Developer-Focused Benefits
This architecture wasn’t built just for analysts. It also significantly improves developer experience:
- No PRs and code reviews - just minor config reviews analytical changes
- Clear separation of concern between product logic and analytics
- Easier debugging with tenant-specific trace IDs and DLQs (Dead Letter Queue)
With config-based insights, devs can focus on core systems, not wiring up dashboards.
Why This Changes the Game
- No code deployments: Insights are added with config files
- Fast time-to-value: Analysts can ship insights in few minutes
- Real-time + batch: Hybrid execution path covers all needs
- Scalable by design: Event-driven, multi-tenant, and resilient
- Production-ready: Includes retries, metrics, and observability
- Autonomous teams: No need to involve developers for each insight
Final Thoughts
We turned observability into a product.
By rethinking the boundary between dev and analytics, we created a system that enables anyone to ship meaningful insights in minutes without risk or friction.
The payoff? Faster decisions. Happier developers. Better data for our users.
More importantly, we noticed a pattern that worked: static configuration as a control plane. Instead of embedding logic in code, we define behavior in a structured configuration that flows through validation, execution, and UI-without manual handoffs or deployment cycles.

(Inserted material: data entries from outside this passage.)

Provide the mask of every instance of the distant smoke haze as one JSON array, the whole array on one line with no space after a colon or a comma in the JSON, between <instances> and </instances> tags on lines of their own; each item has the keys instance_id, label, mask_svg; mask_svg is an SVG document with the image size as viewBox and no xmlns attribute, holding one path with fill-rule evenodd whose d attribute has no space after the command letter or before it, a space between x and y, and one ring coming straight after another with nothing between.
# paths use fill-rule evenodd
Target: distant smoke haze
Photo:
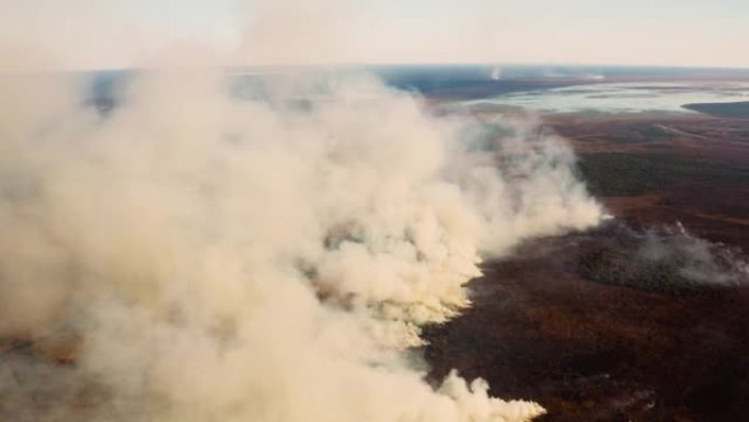
<instances>
[{"instance_id":1,"label":"distant smoke haze","mask_svg":"<svg viewBox=\"0 0 749 422\"><path fill-rule=\"evenodd\" d=\"M262 38L293 56L269 8ZM0 338L31 341L0 352L0 419L543 412L454 373L430 386L406 349L470 305L483 258L599 221L562 139L472 134L367 76L247 94L197 43L151 57L106 112L83 76L0 77Z\"/></svg>"}]
</instances>

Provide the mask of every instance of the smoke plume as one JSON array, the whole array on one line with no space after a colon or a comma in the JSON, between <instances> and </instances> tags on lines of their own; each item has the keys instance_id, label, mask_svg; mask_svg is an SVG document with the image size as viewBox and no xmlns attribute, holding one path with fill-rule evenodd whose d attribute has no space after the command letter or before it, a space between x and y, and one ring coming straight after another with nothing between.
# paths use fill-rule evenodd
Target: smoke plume
<instances>
[{"instance_id":1,"label":"smoke plume","mask_svg":"<svg viewBox=\"0 0 749 422\"><path fill-rule=\"evenodd\" d=\"M561 140L482 138L367 77L166 68L105 112L74 79L0 82L1 419L542 413L405 351L482 256L598 221Z\"/></svg>"}]
</instances>

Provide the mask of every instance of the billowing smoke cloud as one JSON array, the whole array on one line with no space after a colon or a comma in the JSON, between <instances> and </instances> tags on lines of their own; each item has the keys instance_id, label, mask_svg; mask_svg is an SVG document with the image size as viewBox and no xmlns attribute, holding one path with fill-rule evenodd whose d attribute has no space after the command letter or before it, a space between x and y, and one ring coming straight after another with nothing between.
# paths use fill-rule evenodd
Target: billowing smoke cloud
<instances>
[{"instance_id":1,"label":"billowing smoke cloud","mask_svg":"<svg viewBox=\"0 0 749 422\"><path fill-rule=\"evenodd\" d=\"M469 305L481 256L597 224L560 139L476 133L365 77L247 95L149 71L103 114L73 82L0 85L1 419L542 412L431 387L405 349Z\"/></svg>"}]
</instances>

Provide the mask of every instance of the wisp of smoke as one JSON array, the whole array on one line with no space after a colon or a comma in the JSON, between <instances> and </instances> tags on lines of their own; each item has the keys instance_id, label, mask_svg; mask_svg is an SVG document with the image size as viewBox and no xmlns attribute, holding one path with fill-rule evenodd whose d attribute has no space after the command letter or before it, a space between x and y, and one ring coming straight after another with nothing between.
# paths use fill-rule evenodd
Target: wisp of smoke
<instances>
[{"instance_id":1,"label":"wisp of smoke","mask_svg":"<svg viewBox=\"0 0 749 422\"><path fill-rule=\"evenodd\" d=\"M33 343L0 352L0 419L542 413L430 386L405 349L482 256L598 223L569 148L502 122L477 141L367 77L241 84L140 72L101 113L69 77L3 77L0 338Z\"/></svg>"}]
</instances>

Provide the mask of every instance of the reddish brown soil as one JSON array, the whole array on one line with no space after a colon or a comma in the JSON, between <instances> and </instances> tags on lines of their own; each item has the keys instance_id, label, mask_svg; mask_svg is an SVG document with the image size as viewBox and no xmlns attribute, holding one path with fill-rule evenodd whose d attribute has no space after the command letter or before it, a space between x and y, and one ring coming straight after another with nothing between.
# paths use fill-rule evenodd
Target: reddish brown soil
<instances>
[{"instance_id":1,"label":"reddish brown soil","mask_svg":"<svg viewBox=\"0 0 749 422\"><path fill-rule=\"evenodd\" d=\"M682 157L749 169L749 122L702 115L546 116L580 153ZM643 125L656 129L638 133ZM601 201L620 221L681 221L749 251L749 185L690 178ZM450 368L492 394L532 398L542 421L749 420L749 288L669 295L580 276L580 248L610 233L539 239L486 265L474 307L427 331L437 380ZM588 240L585 240L588 239Z\"/></svg>"}]
</instances>

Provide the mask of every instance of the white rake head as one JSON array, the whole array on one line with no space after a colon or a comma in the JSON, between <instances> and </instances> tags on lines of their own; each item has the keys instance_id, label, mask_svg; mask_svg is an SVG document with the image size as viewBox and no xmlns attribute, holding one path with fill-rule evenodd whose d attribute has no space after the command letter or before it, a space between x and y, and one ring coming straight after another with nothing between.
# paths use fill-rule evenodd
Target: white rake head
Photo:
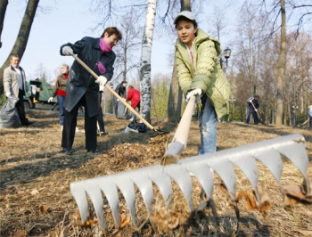
<instances>
[{"instance_id":1,"label":"white rake head","mask_svg":"<svg viewBox=\"0 0 312 237\"><path fill-rule=\"evenodd\" d=\"M151 213L153 200L152 184L158 186L166 201L167 208L169 208L173 196L172 179L180 187L192 212L194 210L194 207L192 202L193 184L190 173L193 174L198 179L207 196L212 199L214 182L209 168L213 168L223 180L235 205L236 176L234 169L234 165L235 165L247 176L254 188L257 200L259 200L260 197L257 188L259 170L256 160L263 163L272 172L283 193L281 184L283 161L281 155L289 159L298 168L304 178L304 184L308 189L309 184L307 178L308 157L306 151L306 142L302 135L294 134L220 151L213 154L180 159L177 164L164 167L156 165L74 182L70 184L70 191L78 206L82 223L86 221L88 215L87 193L93 202L101 227L106 229L102 194L105 195L112 211L115 225L119 228L119 189L129 208L132 222L135 227L137 228L135 184L142 194L147 211ZM309 192L310 191L308 190L307 192Z\"/></svg>"}]
</instances>

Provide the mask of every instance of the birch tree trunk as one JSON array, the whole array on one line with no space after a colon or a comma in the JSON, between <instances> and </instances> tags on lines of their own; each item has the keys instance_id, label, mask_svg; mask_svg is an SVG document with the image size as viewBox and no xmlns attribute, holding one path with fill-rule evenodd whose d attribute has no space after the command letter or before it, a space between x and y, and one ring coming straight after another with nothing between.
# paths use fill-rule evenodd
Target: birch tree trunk
<instances>
[{"instance_id":1,"label":"birch tree trunk","mask_svg":"<svg viewBox=\"0 0 312 237\"><path fill-rule=\"evenodd\" d=\"M281 46L280 55L278 57L278 72L276 78L276 117L275 125L283 125L283 83L285 74L286 64L286 12L285 12L285 1L281 0L281 15L282 15L282 27L281 27Z\"/></svg>"},{"instance_id":2,"label":"birch tree trunk","mask_svg":"<svg viewBox=\"0 0 312 237\"><path fill-rule=\"evenodd\" d=\"M18 54L21 60L24 54L24 52L27 46L27 42L29 41L32 22L34 21L34 18L36 15L36 11L38 6L38 4L39 4L39 0L29 1L23 20L21 24L19 35L17 36L13 48L11 51L11 53ZM9 65L10 65L10 55L7 57L4 65L0 69L0 94L4 92L4 83L3 83L4 70L5 68L9 67Z\"/></svg>"},{"instance_id":3,"label":"birch tree trunk","mask_svg":"<svg viewBox=\"0 0 312 237\"><path fill-rule=\"evenodd\" d=\"M141 115L151 123L151 53L157 0L149 0L141 54Z\"/></svg>"},{"instance_id":4,"label":"birch tree trunk","mask_svg":"<svg viewBox=\"0 0 312 237\"><path fill-rule=\"evenodd\" d=\"M1 34L2 34L2 29L4 29L4 15L6 12L6 6L8 5L8 4L9 4L8 0L3 0L0 4L0 48L2 46Z\"/></svg>"}]
</instances>

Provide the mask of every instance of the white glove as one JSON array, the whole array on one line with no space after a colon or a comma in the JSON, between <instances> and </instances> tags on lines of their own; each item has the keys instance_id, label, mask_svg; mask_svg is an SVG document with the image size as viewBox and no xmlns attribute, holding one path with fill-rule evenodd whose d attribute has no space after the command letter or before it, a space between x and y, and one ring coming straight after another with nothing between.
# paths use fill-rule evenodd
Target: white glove
<instances>
[{"instance_id":1,"label":"white glove","mask_svg":"<svg viewBox=\"0 0 312 237\"><path fill-rule=\"evenodd\" d=\"M100 89L99 89L100 92L103 92L104 91L104 86L103 86L102 85L100 85Z\"/></svg>"},{"instance_id":2,"label":"white glove","mask_svg":"<svg viewBox=\"0 0 312 237\"><path fill-rule=\"evenodd\" d=\"M192 96L196 96L196 102L197 102L200 101L199 99L200 99L201 95L201 89L200 89L200 88L190 91L186 94L186 102L188 102Z\"/></svg>"},{"instance_id":3,"label":"white glove","mask_svg":"<svg viewBox=\"0 0 312 237\"><path fill-rule=\"evenodd\" d=\"M70 46L63 46L62 49L62 53L63 55L69 55L69 56L74 54L74 52Z\"/></svg>"},{"instance_id":4,"label":"white glove","mask_svg":"<svg viewBox=\"0 0 312 237\"><path fill-rule=\"evenodd\" d=\"M97 78L96 82L101 86L104 86L107 82L107 78L104 76L100 76Z\"/></svg>"}]
</instances>

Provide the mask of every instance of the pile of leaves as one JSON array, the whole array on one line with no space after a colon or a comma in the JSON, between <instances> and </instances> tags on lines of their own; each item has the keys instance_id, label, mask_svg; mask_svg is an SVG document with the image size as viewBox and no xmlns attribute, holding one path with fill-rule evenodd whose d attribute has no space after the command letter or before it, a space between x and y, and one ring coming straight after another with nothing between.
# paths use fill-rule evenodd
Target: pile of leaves
<instances>
[{"instance_id":1,"label":"pile of leaves","mask_svg":"<svg viewBox=\"0 0 312 237\"><path fill-rule=\"evenodd\" d=\"M121 228L114 226L111 208L104 199L107 230L97 225L90 203L90 214L82 223L77 204L70 193L72 182L117 174L163 162L163 155L175 127L161 124L164 135L125 134L126 120L113 116L104 117L106 136L98 137L99 153L85 151L85 135L77 133L74 154L61 151L62 133L58 115L53 112L33 111L29 127L1 129L0 141L0 214L2 236L310 236L312 234L311 193L302 185L302 176L291 162L283 161L282 184L288 203L283 202L278 184L267 168L259 164L261 201L256 201L251 185L239 170L235 170L240 210L237 219L233 203L224 189L222 180L213 174L213 200L218 217L207 207L190 213L179 187L172 182L173 204L167 209L156 186L153 186L152 212L149 216L139 192L135 200L140 227L132 225L124 197L119 195ZM83 118L78 127L83 129ZM219 123L218 150L223 150L291 133L300 133L307 140L307 151L312 156L312 136L308 128L275 127ZM193 121L186 150L179 159L196 155L200 143L198 122ZM308 175L312 176L311 164ZM193 177L193 202L195 207L209 203L196 178ZM296 205L294 205L296 204ZM288 208L285 208L285 206Z\"/></svg>"}]
</instances>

This approach, which decouples logic from implementation, has already proven useful in other areas of our platform: custom dashboards, onboarding flows, and dynamic policy builders. The pattern scales across teams, use cases, and time.
We're continuing to improve the system by adding schema validation, config linting, real-time alerts, and dynamic routing. But at its core, it's still structured configuration, SQL, and CI - simple tools that enable powerful outcomes. So If you're tired of the old way of delivering analytics, this is your invitation to rethink what’s possible.
Simple tools. Scalable system. Enduring architecture.